Review by Gilbert Wesley Purdy

Piano & Poetry.
Olga Magieres.
Base Point Media. 2006. 63 min.

Olga Magieres is a classically trained and widely respected pianist. She has studied with many of Europe's finest classical pianists. Her curriculum vitae includes the Royal Danish Music Academy, in Copenhagen, and Jerusalem's Rubin Academy of Music.

Her own creative efforts are avant-garde and improvisational rather than classical. Her work has previously been included on compilation CDs released by the Danish musical forum Skraep. She has appeared in many of the finer improvisational music venues throughout Europe, in the annual White Night Festival in Tel Aviv, and is a much sought after accompanist.

Ms. Magieres's first CD, Piano & Poetry, was released in November of 2006. Joining her, to bring her musical vision to fruition, are many of Denmark's better known avant-garde musicians. Lotte Anker is on tenor saxophone, Peter Friis Nielson on electric bass, and P. O. Joergens on drums. The first two began playing together with Magieres as early as 1993 as members of the MAF Trio. Joergens has traveled in the same performance circles for years and surely recommended himself by his nuanced playing style.

Martin Klapper and Joel Leonard Katz round out the group. Klapper's specialty is musical toys and electronic music. Katz improvises from well known popular songs into lyrical regions hitherto unimagined.

Piano & Poetry opens with three tracks heavy on musical toys and electronic music. For brief moments guest vocals would seem to be supplied by R2D2. The second track, "Quintet with Klapper II," includes gratifying amounts of bluesy, wailing sax and an almost free jazz quality. While jazz sounds wander in and out of the CD, only on two occasions do they set the tone of any given piece and this is one of them.

Next up is Joel Leonard Katz singing "Smoke Gets in Your Eyes" (the first of two songs to feature him). Magieres plays a straightforward rendition of the old chestnut while Katz's vocals go from a frog-ish bass, to an exaggerated falsetto, to whispering, to simply speaking the lyrics. Klapper's sound effects slowly crescendo to accompany Katz until a pounding, dissonant piano and drum set join in for a grand, chaotic finale.

The fifth track "Wednesday I," returns to the bluesy sax. With toys and intermittent piano as background, Anker's sax and Friis Nielson's bass improvise a mellow free jazz line. There are some particularly nice moments here and the listener is left wanting more.

From this point until the final track (Katz's second song) Magieres's piano grows in importance. Her program refuses to settle into a single style. Piano & Poetry is the result of an eclectic taste even indulging in suspended harmonic chords, and, at times, in snippets of outright melody.

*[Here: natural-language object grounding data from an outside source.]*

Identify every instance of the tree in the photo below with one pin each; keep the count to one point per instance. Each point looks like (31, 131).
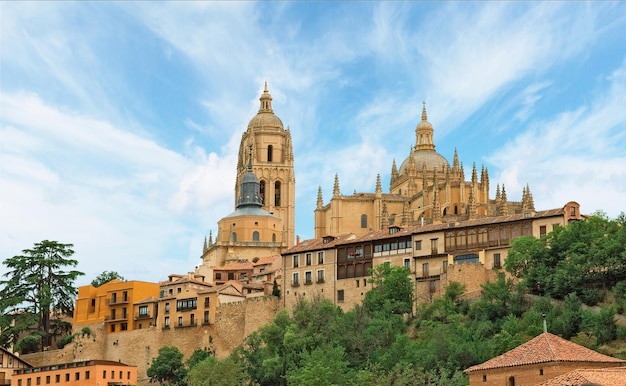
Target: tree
(213, 372)
(106, 277)
(39, 289)
(168, 367)
(392, 290)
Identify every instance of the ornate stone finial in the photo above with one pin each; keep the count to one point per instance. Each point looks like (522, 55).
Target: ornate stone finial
(336, 191)
(320, 203)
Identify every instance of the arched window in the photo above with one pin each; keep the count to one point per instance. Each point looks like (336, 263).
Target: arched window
(277, 193)
(262, 192)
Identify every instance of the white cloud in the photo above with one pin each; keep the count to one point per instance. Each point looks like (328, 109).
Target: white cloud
(123, 200)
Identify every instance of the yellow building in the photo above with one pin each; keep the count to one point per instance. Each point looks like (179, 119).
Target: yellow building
(264, 217)
(424, 190)
(113, 303)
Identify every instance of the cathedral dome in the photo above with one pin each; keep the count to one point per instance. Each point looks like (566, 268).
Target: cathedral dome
(430, 158)
(265, 118)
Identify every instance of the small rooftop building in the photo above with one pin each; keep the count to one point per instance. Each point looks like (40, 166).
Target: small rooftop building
(539, 360)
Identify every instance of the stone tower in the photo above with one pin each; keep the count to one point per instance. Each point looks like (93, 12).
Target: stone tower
(272, 163)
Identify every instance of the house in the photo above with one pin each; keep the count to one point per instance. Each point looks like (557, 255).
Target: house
(539, 360)
(8, 363)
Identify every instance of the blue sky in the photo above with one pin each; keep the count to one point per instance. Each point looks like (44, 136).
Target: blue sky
(120, 122)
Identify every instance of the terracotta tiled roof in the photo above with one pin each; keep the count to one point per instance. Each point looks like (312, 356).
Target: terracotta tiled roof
(238, 266)
(266, 260)
(614, 376)
(318, 244)
(542, 349)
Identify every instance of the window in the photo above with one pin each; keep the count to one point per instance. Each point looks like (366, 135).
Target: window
(320, 276)
(186, 304)
(496, 261)
(433, 246)
(277, 193)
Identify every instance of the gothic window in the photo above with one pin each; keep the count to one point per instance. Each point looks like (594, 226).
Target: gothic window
(277, 193)
(262, 191)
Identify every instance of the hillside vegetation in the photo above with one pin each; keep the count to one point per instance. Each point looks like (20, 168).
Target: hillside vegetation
(380, 343)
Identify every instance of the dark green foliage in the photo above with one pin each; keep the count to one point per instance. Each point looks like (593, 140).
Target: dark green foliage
(39, 289)
(168, 367)
(213, 372)
(584, 258)
(106, 277)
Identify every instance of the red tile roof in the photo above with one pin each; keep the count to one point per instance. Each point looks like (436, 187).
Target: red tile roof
(614, 376)
(543, 349)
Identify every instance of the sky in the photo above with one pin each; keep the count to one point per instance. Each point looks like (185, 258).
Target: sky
(120, 122)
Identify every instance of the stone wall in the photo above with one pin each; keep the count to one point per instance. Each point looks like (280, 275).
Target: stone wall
(233, 323)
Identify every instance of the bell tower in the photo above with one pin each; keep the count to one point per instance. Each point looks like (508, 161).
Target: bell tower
(272, 163)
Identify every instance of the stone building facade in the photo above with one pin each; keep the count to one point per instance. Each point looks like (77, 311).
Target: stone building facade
(424, 189)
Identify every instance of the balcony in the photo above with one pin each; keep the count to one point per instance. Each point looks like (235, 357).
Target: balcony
(139, 316)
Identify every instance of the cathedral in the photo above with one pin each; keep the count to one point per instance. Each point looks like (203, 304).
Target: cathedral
(424, 190)
(264, 218)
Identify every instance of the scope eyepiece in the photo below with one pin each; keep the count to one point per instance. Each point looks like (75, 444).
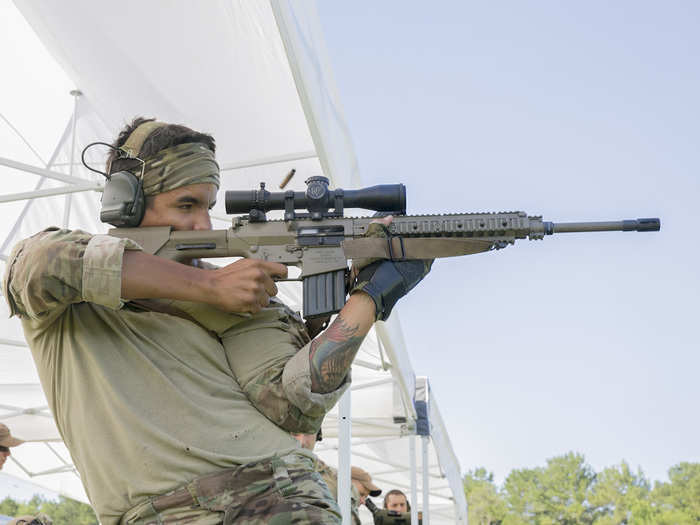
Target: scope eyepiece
(317, 200)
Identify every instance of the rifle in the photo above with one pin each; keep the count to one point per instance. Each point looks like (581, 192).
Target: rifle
(321, 240)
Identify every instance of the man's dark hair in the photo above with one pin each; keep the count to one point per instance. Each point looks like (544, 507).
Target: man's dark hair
(160, 139)
(396, 492)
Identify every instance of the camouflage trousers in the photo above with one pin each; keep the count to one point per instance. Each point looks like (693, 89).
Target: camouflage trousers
(276, 491)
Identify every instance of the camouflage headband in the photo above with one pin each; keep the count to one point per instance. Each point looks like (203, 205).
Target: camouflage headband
(177, 166)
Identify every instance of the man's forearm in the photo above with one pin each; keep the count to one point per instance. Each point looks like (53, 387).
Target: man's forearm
(147, 276)
(333, 351)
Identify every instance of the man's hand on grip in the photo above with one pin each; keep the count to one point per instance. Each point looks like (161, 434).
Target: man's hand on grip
(245, 285)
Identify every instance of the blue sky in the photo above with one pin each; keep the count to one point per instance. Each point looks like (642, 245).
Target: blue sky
(575, 111)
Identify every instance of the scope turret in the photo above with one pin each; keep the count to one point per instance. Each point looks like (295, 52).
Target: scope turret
(317, 200)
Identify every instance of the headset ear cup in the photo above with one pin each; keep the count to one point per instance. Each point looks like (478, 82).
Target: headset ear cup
(123, 203)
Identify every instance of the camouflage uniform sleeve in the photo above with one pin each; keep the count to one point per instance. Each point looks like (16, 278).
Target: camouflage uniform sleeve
(56, 268)
(268, 353)
(296, 381)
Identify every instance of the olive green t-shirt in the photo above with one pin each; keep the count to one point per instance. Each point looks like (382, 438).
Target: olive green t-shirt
(144, 401)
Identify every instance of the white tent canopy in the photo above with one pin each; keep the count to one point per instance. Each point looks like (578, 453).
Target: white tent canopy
(255, 75)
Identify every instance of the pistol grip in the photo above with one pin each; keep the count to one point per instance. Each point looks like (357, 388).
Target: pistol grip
(324, 293)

The seventh track, "Thursday," begins with a drum and bass duet which resolves itself into a return of the sax from track 5. This, in turn, is taken over by the piano, strong, diverse, sometimes melodic, sometimes dissonant, and regularly punctuated throughout by blips from the sax.

For above an hour, in Piano & Poetry, Olga Magieres explores the various possibilities of her resources. The music is less frenzied (the Katz songs apart) than much (if not most) improvisational music. In fact, it could be called an improvised fantasia. Joergens's drum work is mostly cymbals and snares which adds to its ethereal quality.

Each piece has its own individual personalities. Played again, it may seem like a different CD as the listener focuses on a different instrument or competing tempo or her or his own mood. As Joel Leonard Katz assumes a child's voice and calls out "Bye-bye, bye-bye, bye-bye..." and the music fades, he or she will already be planning to stop back for another visit.